Table of Contents
The article “Hustle and Strategy” starts by challenging the view of theologians on the subject of strategy. Radical theologians view strategy as the act of outdoing rivals in the game of gaining enduring benefits (Bhide 1986, p. 50); Bhide dismisses this point of view by approaching the definition of strategy more judiciously, and with a more permissive perspective. The writer takes a staunch stand, which antagonizes the opinion by hardline theologians that allegedly disregard the significance of hustle and strategy. The purpose of this review is to evaluate critically the article Hustle and Strategy in the context of general debates on strategy, classification in the existing schools of strategic thought, and draw conclusions.

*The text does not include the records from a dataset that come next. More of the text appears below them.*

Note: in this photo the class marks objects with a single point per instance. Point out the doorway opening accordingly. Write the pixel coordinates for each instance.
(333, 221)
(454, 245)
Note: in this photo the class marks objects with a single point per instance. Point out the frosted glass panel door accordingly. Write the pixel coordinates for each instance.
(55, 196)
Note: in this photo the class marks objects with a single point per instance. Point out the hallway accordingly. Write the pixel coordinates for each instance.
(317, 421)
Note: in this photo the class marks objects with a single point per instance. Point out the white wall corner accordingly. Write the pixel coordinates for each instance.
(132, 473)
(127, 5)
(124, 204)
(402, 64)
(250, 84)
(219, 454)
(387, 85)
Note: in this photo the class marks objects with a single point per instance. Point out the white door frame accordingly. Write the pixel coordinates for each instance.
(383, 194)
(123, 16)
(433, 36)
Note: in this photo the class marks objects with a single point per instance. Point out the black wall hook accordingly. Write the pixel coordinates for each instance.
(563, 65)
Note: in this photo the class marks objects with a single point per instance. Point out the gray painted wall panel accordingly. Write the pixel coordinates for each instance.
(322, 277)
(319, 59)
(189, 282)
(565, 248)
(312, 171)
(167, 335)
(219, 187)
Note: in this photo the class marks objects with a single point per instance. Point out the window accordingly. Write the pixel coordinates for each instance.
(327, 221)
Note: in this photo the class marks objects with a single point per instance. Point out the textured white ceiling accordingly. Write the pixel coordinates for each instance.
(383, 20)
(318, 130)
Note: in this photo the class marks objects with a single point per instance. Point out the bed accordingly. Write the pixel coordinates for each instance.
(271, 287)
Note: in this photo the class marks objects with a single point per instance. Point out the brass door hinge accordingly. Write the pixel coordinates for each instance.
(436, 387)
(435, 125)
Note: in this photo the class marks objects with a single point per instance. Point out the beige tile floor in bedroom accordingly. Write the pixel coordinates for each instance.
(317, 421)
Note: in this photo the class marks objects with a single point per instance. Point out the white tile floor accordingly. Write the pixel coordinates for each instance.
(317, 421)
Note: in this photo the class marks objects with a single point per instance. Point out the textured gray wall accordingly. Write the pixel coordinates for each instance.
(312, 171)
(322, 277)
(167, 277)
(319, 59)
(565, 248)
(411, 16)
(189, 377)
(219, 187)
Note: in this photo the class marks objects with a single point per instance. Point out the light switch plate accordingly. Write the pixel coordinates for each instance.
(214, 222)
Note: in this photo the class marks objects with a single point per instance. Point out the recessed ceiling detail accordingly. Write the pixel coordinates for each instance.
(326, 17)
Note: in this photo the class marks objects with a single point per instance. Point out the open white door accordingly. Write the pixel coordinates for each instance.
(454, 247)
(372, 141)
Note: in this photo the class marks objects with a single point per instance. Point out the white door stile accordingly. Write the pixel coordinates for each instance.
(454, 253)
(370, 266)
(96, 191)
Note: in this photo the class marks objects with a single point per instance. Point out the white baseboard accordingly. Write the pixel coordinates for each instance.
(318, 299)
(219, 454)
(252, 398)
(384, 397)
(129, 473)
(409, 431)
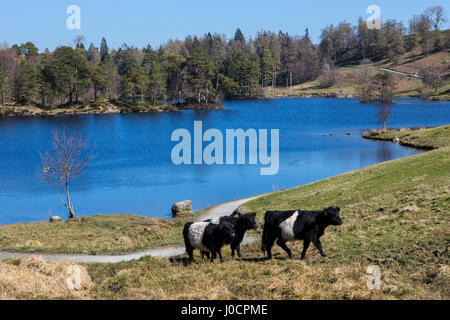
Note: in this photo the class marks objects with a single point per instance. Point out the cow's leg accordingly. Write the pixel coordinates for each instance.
(305, 247)
(318, 244)
(190, 252)
(269, 244)
(283, 246)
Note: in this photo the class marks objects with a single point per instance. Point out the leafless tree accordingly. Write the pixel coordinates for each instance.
(432, 75)
(435, 16)
(384, 113)
(329, 76)
(68, 157)
(9, 69)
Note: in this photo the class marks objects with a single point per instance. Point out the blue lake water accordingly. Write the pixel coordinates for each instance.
(132, 171)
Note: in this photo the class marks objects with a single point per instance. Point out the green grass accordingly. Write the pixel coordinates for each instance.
(432, 138)
(96, 234)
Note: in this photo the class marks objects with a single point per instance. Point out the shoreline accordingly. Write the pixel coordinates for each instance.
(107, 108)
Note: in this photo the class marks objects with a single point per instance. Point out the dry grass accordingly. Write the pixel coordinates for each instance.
(396, 216)
(37, 279)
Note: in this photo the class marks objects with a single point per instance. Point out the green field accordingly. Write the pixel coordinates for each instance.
(396, 216)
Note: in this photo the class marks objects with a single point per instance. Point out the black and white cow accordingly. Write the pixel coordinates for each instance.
(207, 237)
(241, 223)
(297, 225)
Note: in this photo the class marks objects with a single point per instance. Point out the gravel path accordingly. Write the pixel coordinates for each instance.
(214, 212)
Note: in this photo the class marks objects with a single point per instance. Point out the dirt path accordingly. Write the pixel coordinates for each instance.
(213, 212)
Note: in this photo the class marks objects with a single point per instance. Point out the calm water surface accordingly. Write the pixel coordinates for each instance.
(133, 173)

The position of the article in the wider debates about the processes of strategy, for example, does the article offer a prescriptive or emergent approach to strategy
The definition of strategy differs considerably considering diverse cultures (Porter 1996). Approach to strategy can be either prescriptive or emergent, each of which has salient features that makes it distinguishable from the other. The prescriptive approach is more conservative while the emergent approach is more liberal and contemporary. The view supported by Bhide in the article “Hustle and strategy” is characteristically emergent in nature. The writer supports the role of adapting strategy in business management instead of following stringent laid down procedures that introduce bureaucracy. Bureaucratic management is growing increasingly irrelevant in the contemporary business environment (Bhide 1986, p55). In the traditional approach, strategy involves limiting the competitor’s influence in market; a strategy requiring capital input without guaranteed returns. In large and diverse market systems such as financial institution networks, the practicability of this strategy is markedly contestable considering the urgency of the financial transactions. Managers are thus faced with the challenge to substitute conservative strategies with technological innovation that can create customer tailored services to maintain their competitive edge (Bhide 1986, p64).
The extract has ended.